Roman names go like this (and bear in mind this is the simplified version). First for blokes: you start with a family name, which comes from your father and is your clan or gens. For example Julius would be a man of the Julii, Antonius would be a man of the Antonii etc. You get this when you're born. If you survive the first 9 days you're given a personal name such as Marcus, but this comes from a very very limited list - 98% of men had one of 17 personal names. Which means that the same bloody names were repeated throughout Roman history and modern researchers end up tearing their hair out trying to distinguish all the different people called Marcus Julius.
To back up the official names you might also get a cognomen, which is sort of a nickname - Caesar means "hairy", Tacitus means "silent", Cicero means "chickpea". As these nicknames eventually became hereditary (after all, sons would be named after their fathers), yet another nickname was added.

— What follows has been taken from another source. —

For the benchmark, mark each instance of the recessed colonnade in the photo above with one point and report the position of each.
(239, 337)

In fact pretty much all the famous Roman names we know now are actually nicknames.
For women, it was a bit simplier. They didn't have personal names or nicknames, just family ones. So if your father was called Marcus Octavius Africanus you would be called Octavia. So would all your sisters. To distinguish girls they were given numbers: Octavia Prima, Octavia Secunda, Octavia Tertia etc. If anyone outside the family cared, you might also be known as Octavia Africana.